Pedofilia e abusos: ode à coragem de Ratzinger
Um mal absoluto são, pelo contrário, a pedofilia e os abusos sexuais
por parte do clero; problemática que o México viveu com o caso Marcial
Maciel Degollado, culpado de tais crimes. Perguntado sobre o tema, o
Papa Francisco remarca a linha dura: “Um bispo que troca um sacerdote de
paróquia enquanto é investigado sobre um caso de pedofilia é um
inconsciente e é melhor que se demita”, afirma; depois homenageia a
“coragem do cardeal Ratzinger” e a sua luta vigorosa contra a pedofilia.

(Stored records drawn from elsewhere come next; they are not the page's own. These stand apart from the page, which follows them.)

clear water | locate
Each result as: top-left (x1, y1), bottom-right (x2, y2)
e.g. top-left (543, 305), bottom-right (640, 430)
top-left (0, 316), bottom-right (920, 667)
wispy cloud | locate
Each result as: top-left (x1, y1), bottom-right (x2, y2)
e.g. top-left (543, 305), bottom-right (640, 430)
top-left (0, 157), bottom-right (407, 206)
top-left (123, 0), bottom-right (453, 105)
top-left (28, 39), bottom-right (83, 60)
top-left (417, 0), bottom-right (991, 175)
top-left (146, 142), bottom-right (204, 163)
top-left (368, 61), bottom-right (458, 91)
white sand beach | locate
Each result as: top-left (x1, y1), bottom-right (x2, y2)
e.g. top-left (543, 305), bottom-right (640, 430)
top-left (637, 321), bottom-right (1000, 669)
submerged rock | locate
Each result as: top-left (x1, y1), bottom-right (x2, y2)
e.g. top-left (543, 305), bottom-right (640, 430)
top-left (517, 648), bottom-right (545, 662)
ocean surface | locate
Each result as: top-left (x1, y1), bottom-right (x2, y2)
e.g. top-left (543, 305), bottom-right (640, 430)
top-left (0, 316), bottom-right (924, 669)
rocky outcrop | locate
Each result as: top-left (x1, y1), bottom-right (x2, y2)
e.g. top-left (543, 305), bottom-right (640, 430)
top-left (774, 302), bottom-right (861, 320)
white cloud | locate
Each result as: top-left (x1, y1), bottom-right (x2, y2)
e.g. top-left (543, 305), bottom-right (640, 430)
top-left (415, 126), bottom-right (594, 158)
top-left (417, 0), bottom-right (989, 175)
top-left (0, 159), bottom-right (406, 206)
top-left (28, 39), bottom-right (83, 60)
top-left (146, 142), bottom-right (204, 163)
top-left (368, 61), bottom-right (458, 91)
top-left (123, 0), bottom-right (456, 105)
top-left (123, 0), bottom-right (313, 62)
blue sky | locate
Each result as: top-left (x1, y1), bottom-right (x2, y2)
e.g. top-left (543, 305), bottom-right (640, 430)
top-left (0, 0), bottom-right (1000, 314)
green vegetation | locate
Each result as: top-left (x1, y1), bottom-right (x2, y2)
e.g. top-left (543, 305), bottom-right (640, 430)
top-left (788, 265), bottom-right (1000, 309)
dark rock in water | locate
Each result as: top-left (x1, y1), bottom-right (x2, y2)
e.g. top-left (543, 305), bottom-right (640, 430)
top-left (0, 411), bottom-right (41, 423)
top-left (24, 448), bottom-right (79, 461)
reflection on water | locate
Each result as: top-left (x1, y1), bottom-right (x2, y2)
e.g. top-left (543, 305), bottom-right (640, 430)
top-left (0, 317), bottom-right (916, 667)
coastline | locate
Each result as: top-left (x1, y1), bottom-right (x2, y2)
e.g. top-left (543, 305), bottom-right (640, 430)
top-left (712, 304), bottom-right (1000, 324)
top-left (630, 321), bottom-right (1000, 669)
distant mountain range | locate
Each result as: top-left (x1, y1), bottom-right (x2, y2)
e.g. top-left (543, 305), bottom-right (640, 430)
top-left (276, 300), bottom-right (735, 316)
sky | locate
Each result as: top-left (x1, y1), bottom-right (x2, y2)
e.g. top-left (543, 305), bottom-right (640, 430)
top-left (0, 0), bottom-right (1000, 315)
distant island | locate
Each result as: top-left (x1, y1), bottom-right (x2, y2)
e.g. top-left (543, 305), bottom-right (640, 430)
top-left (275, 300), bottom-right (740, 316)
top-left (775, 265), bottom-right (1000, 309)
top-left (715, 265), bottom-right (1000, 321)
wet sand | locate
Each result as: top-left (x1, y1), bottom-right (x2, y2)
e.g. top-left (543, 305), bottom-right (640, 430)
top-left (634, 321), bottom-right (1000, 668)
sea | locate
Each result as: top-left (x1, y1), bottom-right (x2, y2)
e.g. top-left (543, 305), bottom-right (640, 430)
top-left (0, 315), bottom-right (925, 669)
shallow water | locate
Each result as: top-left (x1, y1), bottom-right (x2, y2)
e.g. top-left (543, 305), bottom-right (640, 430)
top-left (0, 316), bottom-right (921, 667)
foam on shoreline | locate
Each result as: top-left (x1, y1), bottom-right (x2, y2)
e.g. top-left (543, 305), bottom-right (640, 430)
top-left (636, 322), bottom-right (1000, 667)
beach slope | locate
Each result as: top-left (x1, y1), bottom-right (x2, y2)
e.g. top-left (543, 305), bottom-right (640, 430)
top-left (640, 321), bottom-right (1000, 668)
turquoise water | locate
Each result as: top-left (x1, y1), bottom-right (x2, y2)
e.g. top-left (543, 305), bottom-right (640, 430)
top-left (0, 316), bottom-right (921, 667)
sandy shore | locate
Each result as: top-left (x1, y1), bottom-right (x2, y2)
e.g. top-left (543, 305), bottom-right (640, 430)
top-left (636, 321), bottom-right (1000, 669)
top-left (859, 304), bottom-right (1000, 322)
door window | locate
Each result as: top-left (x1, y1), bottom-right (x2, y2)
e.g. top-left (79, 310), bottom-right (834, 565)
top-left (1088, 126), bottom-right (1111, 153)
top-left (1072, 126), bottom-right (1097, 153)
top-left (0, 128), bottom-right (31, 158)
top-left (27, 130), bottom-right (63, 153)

Uma frase que provoca um forte aplauso de todos os jornalistas. “Se
vocês se lembram, – continua – dez dias antes da morte de São João Paulo
II, na via crucis da sexta-feira santa, Ratzinger disse que toda a
Igreja precisava ser limpa da sua sujeira”. E também na missa pro
elegendo Pontífice, a do começo do Conclave, Ratzinger “embora sabendo
que era um candidato, porque não é estúpido, não importava de recuperar
posições e disse a mesma coisa. Em outras palavras foi corajoso e ajudou
muitos a abrir esta porta”.
Donald Trump? Definitivamente não é um cristão …

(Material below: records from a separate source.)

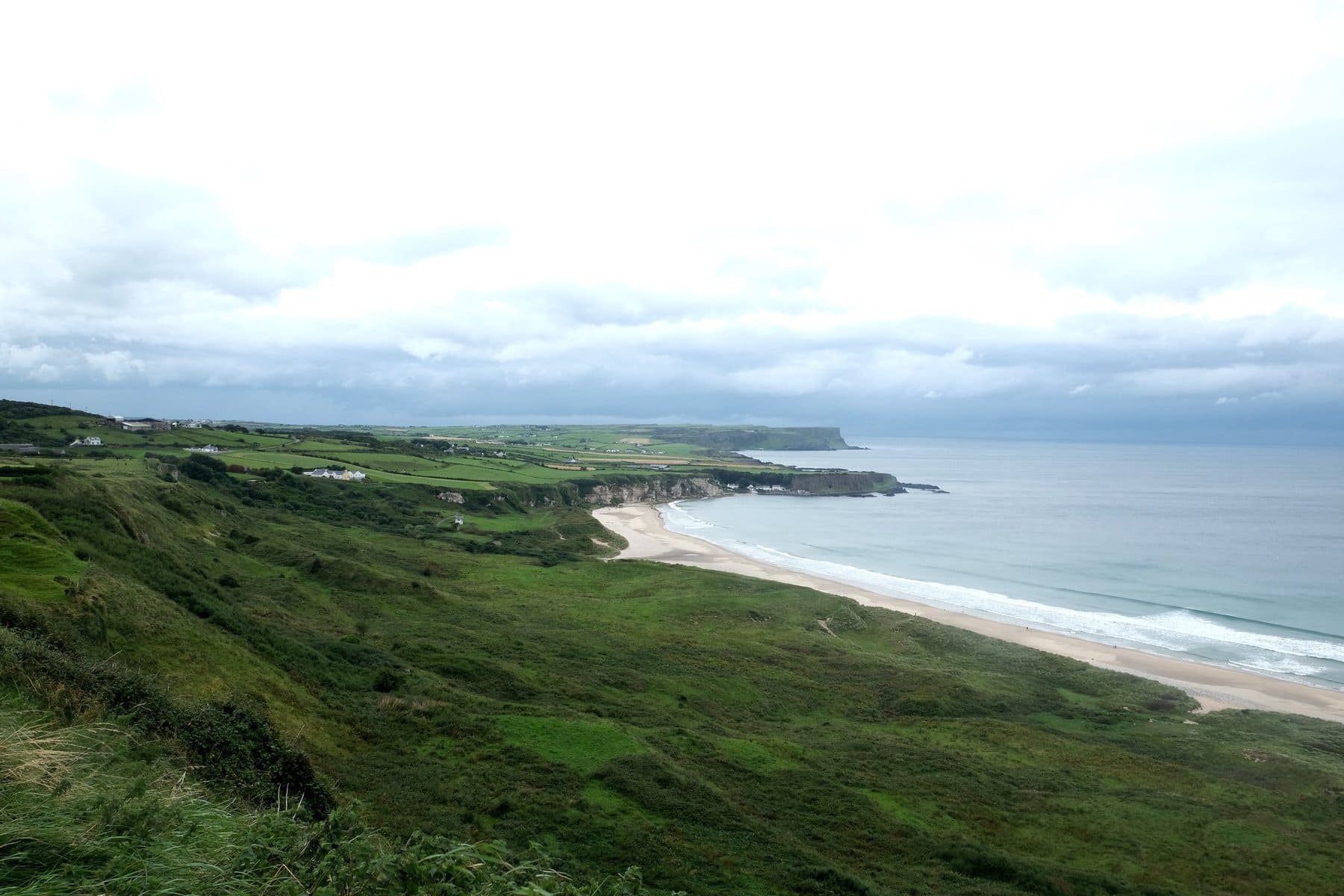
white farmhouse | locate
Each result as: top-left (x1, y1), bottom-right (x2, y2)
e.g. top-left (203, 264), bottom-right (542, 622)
top-left (304, 466), bottom-right (366, 482)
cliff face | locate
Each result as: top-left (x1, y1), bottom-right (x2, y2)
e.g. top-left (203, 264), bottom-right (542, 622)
top-left (791, 473), bottom-right (904, 494)
top-left (583, 476), bottom-right (727, 505)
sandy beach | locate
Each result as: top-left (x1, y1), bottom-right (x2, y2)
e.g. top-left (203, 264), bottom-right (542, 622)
top-left (594, 504), bottom-right (1344, 723)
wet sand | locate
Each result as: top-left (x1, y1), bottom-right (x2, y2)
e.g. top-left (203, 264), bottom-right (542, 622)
top-left (593, 504), bottom-right (1344, 723)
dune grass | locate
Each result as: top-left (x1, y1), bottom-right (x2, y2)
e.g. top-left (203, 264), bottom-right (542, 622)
top-left (0, 446), bottom-right (1344, 895)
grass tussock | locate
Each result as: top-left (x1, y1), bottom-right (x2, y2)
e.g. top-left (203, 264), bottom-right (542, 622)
top-left (0, 693), bottom-right (661, 896)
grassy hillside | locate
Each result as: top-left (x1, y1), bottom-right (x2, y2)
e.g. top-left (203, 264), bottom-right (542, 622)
top-left (0, 686), bottom-right (653, 896)
top-left (0, 447), bottom-right (1344, 895)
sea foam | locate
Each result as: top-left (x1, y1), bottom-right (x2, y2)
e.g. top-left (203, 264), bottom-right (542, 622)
top-left (662, 503), bottom-right (1344, 679)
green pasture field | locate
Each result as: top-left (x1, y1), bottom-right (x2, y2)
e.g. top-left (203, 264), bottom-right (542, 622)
top-left (0, 451), bottom-right (1344, 896)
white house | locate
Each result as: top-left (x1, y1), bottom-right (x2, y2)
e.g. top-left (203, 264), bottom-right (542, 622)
top-left (304, 466), bottom-right (366, 482)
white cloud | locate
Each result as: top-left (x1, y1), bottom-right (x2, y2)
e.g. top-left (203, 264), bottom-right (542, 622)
top-left (0, 3), bottom-right (1344, 435)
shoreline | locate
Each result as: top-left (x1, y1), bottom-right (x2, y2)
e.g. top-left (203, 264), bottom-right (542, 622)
top-left (593, 504), bottom-right (1344, 724)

De Roma o olhar expande-se ao mundo, chegando aos Estados Unidos, de
onde, nos últimos dias, chegaram as críticas do candidato republicano
Donald Trump que acusava o Papa de “fazer política” bem como um “peão
do governo mexicano.” O mesmo Trump disse que quer construir um muro
de 2500 km e deportar 11 milhões de imigrantes ilegais. A resposta do
Pontífice é irónica e perspicaz: “Graças a Deus disse que sou político,
porque Aristóteles define a pessoa humana como animal Politicus. Pelo
menos sou uma pessoa humana… E que sou um peão? Talvez, não sei, deixo
ao juízo de vocês, das pessoas, e depois, uma pessoa que só pensa em
fazer muros, seja onde for, e não faz pontes, não é cristão. Isso não é o
Evangelho. Votar não votar, não me intrometo. Só digo que este homem
não é cristão se fala assim. É preciso ver se disse mesmo essas coisas e
sobre isso deixo o benefício da dúvida…”.

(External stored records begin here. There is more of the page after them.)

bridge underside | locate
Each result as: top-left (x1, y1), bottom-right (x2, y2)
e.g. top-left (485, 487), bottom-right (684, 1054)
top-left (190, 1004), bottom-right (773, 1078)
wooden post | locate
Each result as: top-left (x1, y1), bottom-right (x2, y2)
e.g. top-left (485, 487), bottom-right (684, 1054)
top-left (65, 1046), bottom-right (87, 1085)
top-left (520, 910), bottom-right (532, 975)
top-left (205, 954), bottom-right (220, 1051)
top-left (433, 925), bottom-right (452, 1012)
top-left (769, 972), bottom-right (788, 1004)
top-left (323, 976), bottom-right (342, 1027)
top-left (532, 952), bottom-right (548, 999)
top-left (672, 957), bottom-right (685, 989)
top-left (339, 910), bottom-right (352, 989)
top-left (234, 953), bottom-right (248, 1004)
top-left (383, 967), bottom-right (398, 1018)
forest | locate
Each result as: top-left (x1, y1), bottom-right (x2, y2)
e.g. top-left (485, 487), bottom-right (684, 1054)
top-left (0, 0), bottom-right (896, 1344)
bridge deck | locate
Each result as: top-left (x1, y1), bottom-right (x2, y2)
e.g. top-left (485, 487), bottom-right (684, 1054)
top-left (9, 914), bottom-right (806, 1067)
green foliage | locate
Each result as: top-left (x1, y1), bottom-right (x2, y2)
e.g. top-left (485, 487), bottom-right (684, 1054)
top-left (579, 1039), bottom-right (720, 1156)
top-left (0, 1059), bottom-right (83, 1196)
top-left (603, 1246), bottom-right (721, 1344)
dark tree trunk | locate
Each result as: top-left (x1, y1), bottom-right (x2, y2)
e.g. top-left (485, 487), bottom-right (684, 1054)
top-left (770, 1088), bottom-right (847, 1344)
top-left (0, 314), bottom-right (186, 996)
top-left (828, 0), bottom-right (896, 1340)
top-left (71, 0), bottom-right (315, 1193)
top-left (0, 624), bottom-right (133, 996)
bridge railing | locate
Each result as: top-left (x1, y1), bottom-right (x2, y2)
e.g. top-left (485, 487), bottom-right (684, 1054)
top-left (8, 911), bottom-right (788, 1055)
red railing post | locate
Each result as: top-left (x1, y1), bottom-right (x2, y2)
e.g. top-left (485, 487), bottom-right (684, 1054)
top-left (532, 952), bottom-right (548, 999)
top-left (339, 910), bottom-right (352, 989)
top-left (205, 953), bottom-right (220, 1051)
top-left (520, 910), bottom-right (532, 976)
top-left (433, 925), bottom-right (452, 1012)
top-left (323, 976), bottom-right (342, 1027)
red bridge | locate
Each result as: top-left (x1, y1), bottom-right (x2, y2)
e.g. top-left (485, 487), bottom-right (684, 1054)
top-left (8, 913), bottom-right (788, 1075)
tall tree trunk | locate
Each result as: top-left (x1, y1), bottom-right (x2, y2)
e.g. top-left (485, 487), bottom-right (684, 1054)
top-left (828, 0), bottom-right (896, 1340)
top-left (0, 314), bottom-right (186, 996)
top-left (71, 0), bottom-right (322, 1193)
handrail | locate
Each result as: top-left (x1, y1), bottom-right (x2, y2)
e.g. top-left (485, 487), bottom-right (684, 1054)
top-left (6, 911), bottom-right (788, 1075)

Conselho Pan-ortodoxo: “Estarei presente em espírito, mas não irei por respeito”
Sobre os cristãos, entre os principais tópicos da entrevista, há os
recentes laços com os russos ortodoxos depois da reunião do 12 de
Fevereiro com o Patriarca Kirill. O Papa disse que não irá ao Concílio
Pan-ortodoxo por respeito, mas “sei que eles querem convidar
observadores católicos, e isso é uma bela ponte”.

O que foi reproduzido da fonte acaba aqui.